Federal government welcomes 15% pay increase for aged care workers

Aged Care Minister Anika Wells

The federal government has described the Fair Work Commission’s ruling to award aged care workers a 15% pay increase as a “really strong first step” in the push to value the work of staff across the sector.


On Friday afternoon, the FWC handed down its much-anticipated decision as part of the landmark case, granting an “interim increase” in minimum wages for nurses and care workers due to it being “plainly justified by work value reasons”.

At a press conference in Queensland the following day, Aged Care Minister Anika Wells said the decision, which Labor has committed to fully funding, delivers desperately needed good news for aged care workers.

“In the first 24 hours as the Aged Care Minister I wrote to the Fair Work Commission to support the case for an aged care worker to get a pay rise,” Ms Wells recalled.

The Minister said aged care workers like Jude, who took part in the campaign for better wages, would receive an extra $4 an hour pay rise.

“We asked for this pay rise to be meaningful. And I really think it is.”

Prime Minister Anthony Albanese said the interim report of the Aged Care Royal Commission, titled Neglect, demanded that his government lift the wages of people working in the sector as part of wider reforms.

“This 15% increase will impact some 300,000 workers in the aged care sector,” Mr Albanese said.

“These are the heroes of the pandemic. They deserve more than just our thanks, they deserve a wage rise. They deserve a wage rise because the sector needs it, if it’s going to be able to survive.”

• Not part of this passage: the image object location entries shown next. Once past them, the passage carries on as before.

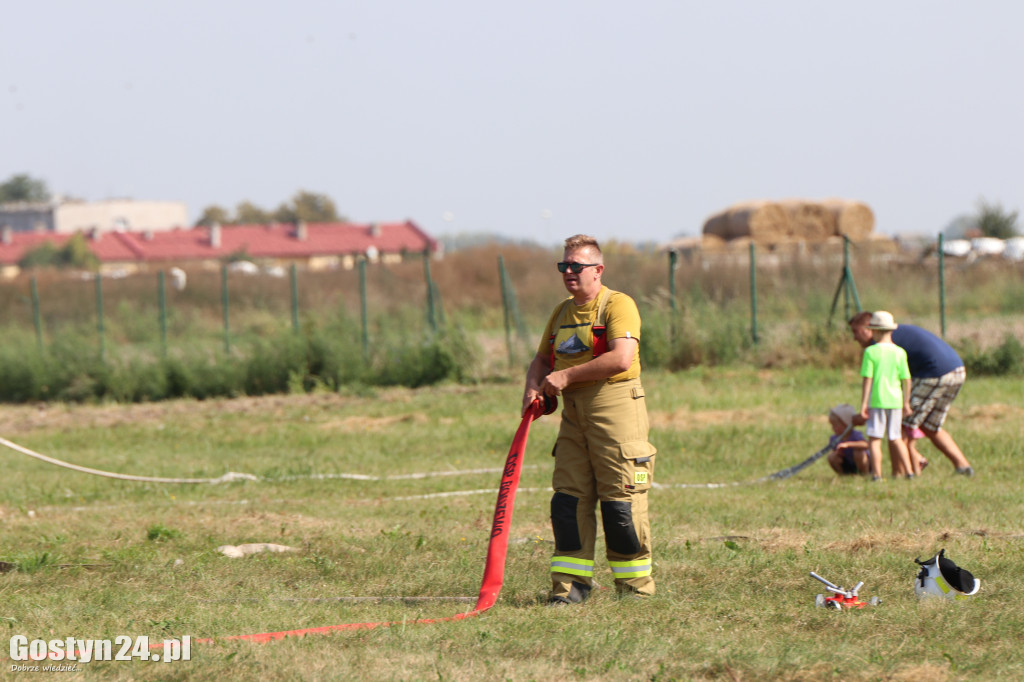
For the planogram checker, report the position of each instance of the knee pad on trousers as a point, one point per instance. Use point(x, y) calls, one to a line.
point(563, 522)
point(620, 535)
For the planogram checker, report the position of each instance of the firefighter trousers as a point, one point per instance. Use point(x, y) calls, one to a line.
point(602, 458)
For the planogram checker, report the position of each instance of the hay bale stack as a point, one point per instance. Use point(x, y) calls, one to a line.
point(854, 219)
point(762, 221)
point(792, 219)
point(809, 220)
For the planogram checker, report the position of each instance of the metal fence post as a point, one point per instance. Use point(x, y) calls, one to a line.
point(754, 294)
point(503, 276)
point(99, 316)
point(295, 298)
point(36, 316)
point(223, 304)
point(364, 311)
point(162, 298)
point(942, 286)
point(673, 264)
point(431, 303)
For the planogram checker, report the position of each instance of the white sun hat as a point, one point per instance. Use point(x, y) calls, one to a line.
point(882, 320)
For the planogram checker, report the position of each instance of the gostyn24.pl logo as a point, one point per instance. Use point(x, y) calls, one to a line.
point(122, 647)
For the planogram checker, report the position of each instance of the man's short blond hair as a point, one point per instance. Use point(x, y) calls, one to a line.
point(582, 242)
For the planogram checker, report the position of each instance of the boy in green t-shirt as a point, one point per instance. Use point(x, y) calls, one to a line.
point(886, 395)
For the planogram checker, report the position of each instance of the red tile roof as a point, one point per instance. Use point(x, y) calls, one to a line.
point(272, 241)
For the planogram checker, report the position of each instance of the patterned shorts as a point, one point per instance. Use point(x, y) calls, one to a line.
point(931, 397)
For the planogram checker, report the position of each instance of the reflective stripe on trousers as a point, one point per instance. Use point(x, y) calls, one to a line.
point(638, 568)
point(572, 566)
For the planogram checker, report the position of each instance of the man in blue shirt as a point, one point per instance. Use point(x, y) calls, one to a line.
point(937, 374)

Mr Albanese stressed that the FWC’s ruling was only an interim decision, and that more stages would follow, including closing the gender pay gap.

“Eighty five per cent of these workers are female in the sector. And we need to recognise that as we’ve been saying that it is many of the feminised industries, aged care, early learning, disability care, that are dominated by women. Where women don’t have the same bargaining power as other sections of the workforce. And that is one of the explanations for why wages have been held back.”

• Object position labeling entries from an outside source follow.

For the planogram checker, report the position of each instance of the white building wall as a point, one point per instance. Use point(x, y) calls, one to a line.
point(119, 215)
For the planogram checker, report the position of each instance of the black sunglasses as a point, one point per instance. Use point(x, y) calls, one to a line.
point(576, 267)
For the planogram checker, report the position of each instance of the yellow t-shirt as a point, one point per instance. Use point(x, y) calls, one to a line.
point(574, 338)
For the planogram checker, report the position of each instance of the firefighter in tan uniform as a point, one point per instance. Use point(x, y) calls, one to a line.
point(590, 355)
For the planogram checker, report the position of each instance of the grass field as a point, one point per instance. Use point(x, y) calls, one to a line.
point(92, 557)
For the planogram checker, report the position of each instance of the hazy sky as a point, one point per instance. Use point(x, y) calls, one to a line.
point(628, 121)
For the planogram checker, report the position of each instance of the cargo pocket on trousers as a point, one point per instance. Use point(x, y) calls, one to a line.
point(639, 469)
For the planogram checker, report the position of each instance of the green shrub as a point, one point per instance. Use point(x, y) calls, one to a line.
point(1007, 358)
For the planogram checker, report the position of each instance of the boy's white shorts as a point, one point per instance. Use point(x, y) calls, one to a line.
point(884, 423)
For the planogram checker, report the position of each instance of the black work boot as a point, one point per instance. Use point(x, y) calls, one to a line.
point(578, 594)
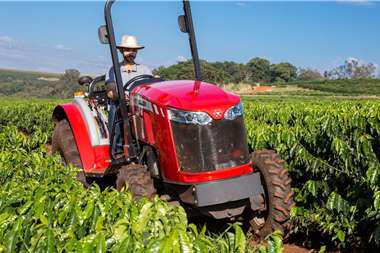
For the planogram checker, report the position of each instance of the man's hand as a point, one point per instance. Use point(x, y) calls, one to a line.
point(112, 91)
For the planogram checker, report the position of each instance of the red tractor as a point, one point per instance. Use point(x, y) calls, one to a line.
point(184, 140)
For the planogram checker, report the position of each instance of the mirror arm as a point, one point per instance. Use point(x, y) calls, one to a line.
point(193, 43)
point(128, 151)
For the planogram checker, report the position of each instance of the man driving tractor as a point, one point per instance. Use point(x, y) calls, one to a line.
point(129, 69)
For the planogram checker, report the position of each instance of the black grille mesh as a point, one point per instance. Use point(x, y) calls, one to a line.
point(218, 145)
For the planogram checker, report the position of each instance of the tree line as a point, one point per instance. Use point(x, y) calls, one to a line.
point(262, 71)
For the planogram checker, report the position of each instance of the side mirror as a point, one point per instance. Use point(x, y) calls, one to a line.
point(103, 35)
point(182, 24)
point(85, 80)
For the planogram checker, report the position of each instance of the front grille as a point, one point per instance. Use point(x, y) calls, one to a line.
point(218, 145)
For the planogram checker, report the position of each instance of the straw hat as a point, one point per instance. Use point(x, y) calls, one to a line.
point(128, 41)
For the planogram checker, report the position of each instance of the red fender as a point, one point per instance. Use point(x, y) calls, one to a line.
point(95, 159)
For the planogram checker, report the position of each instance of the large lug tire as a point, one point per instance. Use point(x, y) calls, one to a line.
point(63, 142)
point(138, 179)
point(278, 194)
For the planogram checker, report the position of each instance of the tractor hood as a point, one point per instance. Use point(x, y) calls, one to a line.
point(189, 96)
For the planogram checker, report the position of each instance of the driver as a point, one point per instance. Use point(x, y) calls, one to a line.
point(129, 69)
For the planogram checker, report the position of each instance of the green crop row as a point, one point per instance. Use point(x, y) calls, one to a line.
point(44, 209)
point(332, 152)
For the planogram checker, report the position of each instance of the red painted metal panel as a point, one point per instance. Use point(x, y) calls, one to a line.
point(188, 177)
point(94, 159)
point(184, 95)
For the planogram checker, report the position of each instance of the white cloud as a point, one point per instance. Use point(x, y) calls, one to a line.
point(61, 47)
point(6, 41)
point(181, 58)
point(356, 2)
point(241, 4)
point(17, 54)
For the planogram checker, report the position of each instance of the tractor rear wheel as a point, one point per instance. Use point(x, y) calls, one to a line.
point(63, 142)
point(278, 199)
point(138, 179)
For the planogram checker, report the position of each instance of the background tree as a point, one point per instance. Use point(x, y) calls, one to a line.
point(309, 75)
point(352, 68)
point(67, 84)
point(283, 72)
point(260, 69)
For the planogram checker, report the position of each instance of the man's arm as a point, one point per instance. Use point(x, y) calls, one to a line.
point(111, 84)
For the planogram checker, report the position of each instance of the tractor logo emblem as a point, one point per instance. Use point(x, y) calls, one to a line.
point(217, 114)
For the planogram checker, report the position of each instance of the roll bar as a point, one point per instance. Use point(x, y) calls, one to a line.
point(107, 35)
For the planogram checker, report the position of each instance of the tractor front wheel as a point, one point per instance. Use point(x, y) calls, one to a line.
point(63, 142)
point(138, 179)
point(278, 199)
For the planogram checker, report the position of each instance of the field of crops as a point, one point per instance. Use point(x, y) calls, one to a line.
point(44, 209)
point(332, 151)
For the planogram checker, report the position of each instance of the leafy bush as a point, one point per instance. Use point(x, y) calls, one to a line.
point(44, 209)
point(333, 153)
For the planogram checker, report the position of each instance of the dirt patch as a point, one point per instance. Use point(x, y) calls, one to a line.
point(292, 248)
point(263, 88)
point(48, 149)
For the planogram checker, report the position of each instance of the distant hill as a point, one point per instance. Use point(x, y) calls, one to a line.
point(353, 87)
point(38, 84)
point(54, 85)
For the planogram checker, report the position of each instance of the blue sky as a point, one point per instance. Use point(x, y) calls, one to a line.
point(53, 36)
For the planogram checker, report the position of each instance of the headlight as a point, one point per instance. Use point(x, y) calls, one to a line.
point(234, 112)
point(200, 118)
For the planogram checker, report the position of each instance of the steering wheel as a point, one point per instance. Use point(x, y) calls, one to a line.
point(129, 85)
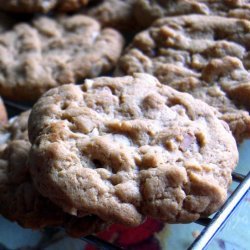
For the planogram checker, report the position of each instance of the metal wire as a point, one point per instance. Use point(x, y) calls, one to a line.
point(222, 215)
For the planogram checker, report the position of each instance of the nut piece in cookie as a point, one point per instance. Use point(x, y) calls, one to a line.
point(20, 201)
point(147, 11)
point(207, 56)
point(129, 147)
point(50, 52)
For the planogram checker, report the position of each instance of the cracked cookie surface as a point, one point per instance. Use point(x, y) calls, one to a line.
point(206, 56)
point(115, 13)
point(50, 52)
point(19, 200)
point(125, 148)
point(147, 11)
point(42, 6)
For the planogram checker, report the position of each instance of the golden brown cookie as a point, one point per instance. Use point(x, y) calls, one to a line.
point(124, 148)
point(45, 53)
point(20, 201)
point(115, 13)
point(206, 56)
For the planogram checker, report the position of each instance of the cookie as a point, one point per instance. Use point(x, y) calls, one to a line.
point(49, 52)
point(125, 148)
point(20, 201)
point(198, 54)
point(115, 13)
point(3, 113)
point(147, 11)
point(41, 6)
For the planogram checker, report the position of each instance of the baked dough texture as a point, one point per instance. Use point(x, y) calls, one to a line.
point(19, 200)
point(129, 147)
point(206, 56)
point(49, 52)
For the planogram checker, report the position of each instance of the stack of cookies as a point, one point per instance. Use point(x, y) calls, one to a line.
point(114, 134)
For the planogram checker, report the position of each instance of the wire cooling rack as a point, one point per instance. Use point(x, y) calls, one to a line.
point(211, 225)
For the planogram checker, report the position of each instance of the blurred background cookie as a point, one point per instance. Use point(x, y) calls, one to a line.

In Parliament yesterday, questioned on how the FWC’s decision to give aged care workers a 15% pay rise would put security, dignity and humanity back into the system for workers and older Australians, Ms Wells argued that the pay rise was “desperately needed” and demonstrated the government’s commitment to fixing the crisis in aged care, including a meaningful pay rise for the workforce.

She said the decision would help workers like Teresa, a home-care worker, who can’t afford to do the job that she loves and can’t afford to pay for the petrol to fill the tank to drive from home to home.

“This 15% interim pay rise will bring some relief to her and allow her to keep doing the job that she loves. That is the right thing to do; it’s also the smart thing to do because we need to bring workers back into the aged-care workforce. We need to fill the staff shortages after nine years of neglect.”